U. Schauer,  W.-J. von Appen, B. Rabe, A. Beszczynska-Möller (formerly), E. Fahrbach (formerly) Alfred Wegener Institute (AWI), Helmholtz Centre for Polar and Marine Research, Bremerhaven, Germany
L. de Steur, P.A. Dodd, E. Hansen (formerly)Norwegian Polar Institute (NPI), Tromsø, Norway The Fram Strait is only deep ocean connection between the Arctic Ocean and the Nordic Seas. It is about 600km wide of which approximately half is the 200m deep East Greenland shelf and the other half is up to 2500m deep.

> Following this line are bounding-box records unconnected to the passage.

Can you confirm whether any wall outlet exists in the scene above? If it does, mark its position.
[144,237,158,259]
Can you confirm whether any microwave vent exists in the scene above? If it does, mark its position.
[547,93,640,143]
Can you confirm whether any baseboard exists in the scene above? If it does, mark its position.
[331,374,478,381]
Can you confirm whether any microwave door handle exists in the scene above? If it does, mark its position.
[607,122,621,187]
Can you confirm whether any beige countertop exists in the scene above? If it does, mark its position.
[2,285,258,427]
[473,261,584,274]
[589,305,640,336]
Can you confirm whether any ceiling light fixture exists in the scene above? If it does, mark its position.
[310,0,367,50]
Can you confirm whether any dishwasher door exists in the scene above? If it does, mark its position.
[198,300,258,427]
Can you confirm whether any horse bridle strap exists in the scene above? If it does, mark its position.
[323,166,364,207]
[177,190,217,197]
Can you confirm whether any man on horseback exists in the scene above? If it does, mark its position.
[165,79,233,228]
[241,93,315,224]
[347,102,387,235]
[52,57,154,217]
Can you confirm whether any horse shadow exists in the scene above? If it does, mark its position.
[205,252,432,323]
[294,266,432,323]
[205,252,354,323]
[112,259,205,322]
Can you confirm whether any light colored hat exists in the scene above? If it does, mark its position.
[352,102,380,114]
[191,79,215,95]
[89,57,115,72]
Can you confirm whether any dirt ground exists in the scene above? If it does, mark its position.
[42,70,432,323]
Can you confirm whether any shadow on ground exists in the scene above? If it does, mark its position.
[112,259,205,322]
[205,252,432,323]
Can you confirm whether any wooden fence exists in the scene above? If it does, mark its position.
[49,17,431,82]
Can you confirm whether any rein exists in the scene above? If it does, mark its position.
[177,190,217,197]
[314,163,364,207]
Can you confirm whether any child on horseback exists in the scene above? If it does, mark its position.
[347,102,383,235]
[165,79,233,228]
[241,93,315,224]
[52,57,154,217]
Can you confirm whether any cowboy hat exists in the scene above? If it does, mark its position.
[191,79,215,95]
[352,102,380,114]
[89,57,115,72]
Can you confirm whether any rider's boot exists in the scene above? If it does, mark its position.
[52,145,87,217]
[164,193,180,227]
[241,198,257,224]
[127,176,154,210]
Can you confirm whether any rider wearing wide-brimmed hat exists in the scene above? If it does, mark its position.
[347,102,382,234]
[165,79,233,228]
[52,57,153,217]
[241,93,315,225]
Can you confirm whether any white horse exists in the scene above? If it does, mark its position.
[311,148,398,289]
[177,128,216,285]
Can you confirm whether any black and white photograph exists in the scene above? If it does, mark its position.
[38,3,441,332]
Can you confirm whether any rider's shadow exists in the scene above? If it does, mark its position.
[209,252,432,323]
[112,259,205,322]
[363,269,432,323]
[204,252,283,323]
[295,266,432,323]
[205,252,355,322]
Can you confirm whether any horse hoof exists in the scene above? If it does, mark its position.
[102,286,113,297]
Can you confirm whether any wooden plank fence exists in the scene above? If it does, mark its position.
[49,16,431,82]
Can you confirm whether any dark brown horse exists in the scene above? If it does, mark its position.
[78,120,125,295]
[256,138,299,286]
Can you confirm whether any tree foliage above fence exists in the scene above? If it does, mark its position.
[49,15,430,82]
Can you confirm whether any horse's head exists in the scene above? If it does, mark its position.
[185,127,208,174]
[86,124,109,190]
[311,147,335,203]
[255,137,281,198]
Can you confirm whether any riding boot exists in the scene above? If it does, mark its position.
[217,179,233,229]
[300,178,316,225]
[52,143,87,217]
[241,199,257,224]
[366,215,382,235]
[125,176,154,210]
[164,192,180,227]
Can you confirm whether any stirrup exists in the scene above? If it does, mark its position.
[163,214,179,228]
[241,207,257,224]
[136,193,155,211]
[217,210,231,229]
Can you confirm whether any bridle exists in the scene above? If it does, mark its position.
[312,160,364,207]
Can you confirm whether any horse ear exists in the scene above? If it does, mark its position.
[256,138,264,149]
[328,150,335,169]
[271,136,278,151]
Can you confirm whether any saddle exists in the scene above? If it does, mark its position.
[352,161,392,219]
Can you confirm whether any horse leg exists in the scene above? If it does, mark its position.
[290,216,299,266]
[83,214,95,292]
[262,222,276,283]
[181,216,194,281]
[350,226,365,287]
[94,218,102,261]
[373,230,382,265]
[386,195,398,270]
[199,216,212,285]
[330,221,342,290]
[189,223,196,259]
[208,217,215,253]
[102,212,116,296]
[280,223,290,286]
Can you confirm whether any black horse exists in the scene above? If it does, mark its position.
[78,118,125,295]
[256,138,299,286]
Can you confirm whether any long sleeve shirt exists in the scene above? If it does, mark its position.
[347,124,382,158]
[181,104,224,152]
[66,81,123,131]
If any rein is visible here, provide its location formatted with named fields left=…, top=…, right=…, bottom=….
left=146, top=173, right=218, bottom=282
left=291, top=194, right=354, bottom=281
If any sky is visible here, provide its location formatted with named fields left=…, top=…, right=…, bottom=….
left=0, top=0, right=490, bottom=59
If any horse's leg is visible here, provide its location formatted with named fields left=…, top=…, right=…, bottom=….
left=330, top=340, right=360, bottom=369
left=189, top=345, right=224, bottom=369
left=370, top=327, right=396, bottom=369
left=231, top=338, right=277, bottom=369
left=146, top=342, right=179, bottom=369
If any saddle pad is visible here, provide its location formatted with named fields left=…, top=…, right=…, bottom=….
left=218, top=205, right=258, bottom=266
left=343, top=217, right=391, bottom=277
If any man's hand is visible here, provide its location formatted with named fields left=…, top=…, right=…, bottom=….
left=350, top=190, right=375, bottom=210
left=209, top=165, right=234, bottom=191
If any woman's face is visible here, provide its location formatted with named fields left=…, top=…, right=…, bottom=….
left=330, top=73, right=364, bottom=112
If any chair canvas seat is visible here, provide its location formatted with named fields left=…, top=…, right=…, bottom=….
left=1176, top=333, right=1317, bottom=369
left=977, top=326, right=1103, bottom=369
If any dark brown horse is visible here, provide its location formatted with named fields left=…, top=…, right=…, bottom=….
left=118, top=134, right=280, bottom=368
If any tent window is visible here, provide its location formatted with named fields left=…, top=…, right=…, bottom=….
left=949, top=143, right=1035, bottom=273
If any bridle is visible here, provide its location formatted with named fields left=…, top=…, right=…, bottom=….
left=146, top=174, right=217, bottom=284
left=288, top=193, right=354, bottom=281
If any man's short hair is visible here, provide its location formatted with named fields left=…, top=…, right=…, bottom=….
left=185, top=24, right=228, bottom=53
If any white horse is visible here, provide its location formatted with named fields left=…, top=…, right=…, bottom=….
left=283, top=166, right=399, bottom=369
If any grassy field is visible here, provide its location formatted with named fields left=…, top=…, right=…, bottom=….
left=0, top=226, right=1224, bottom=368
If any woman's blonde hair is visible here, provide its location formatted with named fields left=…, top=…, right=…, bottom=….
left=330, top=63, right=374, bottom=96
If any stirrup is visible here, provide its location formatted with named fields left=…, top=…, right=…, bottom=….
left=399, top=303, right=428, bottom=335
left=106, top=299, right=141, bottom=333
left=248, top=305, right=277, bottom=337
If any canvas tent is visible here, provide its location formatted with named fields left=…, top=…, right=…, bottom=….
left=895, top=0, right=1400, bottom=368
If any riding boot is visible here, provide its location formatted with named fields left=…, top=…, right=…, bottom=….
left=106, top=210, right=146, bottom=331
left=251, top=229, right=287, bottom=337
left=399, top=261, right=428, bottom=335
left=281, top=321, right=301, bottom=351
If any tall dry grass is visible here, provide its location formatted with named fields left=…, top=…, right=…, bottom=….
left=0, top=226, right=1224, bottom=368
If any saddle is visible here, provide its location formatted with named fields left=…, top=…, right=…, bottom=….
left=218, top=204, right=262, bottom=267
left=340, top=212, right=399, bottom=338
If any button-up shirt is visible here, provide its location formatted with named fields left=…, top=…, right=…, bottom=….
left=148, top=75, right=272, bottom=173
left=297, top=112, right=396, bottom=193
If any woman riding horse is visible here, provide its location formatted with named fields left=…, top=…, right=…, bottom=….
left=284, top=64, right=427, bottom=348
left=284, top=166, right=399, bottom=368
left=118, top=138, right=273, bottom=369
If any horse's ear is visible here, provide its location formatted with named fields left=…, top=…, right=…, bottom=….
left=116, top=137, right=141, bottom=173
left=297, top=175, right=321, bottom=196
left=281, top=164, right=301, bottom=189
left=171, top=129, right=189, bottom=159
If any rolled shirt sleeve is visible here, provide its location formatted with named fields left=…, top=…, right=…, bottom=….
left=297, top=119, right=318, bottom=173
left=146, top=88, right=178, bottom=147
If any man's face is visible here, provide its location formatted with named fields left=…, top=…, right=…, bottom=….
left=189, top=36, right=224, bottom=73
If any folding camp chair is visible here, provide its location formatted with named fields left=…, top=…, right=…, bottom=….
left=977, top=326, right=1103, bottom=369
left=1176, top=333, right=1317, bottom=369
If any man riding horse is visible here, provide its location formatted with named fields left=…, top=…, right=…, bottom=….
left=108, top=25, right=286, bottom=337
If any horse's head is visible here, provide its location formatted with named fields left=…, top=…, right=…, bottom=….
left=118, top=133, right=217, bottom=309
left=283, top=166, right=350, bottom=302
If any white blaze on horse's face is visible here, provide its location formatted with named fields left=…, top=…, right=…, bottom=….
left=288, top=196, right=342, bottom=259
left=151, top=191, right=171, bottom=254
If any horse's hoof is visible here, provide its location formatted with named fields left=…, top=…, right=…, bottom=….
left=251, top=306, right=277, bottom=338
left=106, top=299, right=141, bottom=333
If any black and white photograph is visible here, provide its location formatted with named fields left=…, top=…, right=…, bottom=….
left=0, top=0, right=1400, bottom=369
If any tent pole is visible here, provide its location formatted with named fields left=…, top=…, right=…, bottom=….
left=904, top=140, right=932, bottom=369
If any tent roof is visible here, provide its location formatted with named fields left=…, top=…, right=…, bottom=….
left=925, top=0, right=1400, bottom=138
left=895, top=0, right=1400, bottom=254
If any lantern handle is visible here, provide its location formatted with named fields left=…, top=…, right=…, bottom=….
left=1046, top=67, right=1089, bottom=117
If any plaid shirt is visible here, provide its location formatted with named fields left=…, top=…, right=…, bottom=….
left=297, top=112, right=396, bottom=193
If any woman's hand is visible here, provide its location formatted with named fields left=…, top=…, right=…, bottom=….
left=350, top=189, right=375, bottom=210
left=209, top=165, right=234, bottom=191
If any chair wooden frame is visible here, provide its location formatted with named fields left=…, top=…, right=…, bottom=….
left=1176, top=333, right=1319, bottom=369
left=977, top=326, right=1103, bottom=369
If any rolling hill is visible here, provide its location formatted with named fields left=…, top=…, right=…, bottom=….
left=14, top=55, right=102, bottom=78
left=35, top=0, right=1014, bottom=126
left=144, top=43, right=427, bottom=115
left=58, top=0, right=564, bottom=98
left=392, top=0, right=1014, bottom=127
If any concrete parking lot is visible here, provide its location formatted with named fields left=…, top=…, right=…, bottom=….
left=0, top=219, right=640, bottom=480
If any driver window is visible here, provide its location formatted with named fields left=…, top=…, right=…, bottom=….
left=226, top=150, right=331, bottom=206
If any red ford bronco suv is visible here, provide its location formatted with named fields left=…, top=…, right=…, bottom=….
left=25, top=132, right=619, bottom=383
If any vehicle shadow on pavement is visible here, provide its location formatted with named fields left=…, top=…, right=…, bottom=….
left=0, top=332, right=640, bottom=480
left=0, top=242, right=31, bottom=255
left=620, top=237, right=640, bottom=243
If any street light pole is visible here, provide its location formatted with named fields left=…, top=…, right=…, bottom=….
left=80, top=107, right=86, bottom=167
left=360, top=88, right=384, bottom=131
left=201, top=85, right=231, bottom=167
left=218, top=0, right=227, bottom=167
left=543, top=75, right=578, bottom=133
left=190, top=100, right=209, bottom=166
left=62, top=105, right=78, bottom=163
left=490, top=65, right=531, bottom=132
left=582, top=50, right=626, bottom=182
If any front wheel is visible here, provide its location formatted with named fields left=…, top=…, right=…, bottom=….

Deep water exchanges between the two basins pass through the Fram Strait. The inflow of warm and saline Atlantic Water into the Arctic happens across the Barents Sea and in the eastern side of Fram Strait. There, the West Spitsbergen Current transports warm water into the Arctic, but about half of the Atlantic Water transported to Fram Strait in the boundary current does not enter the Arctic, but rather recirculates across Fram Strait before joining the East Greenland Current flowing southward. The East Greenland Current is also the major export pathway for solid sea-ice and liquid freshwater out of the Arctic Ocean. In order to monitor both the heat import to the Arctic Ocean and the sea-ice and freshwater export from the Arctic Ocean, the AWI and the NPI have been maintaining a mooring array across Fram Strait. While the array has experienced some changes over the years, the western side of the array has been operated by the NPI with a focus on the sea-ice and freshwater export while the eastern and central part of the array has been maintained by the AWI with a focus on the warm water import.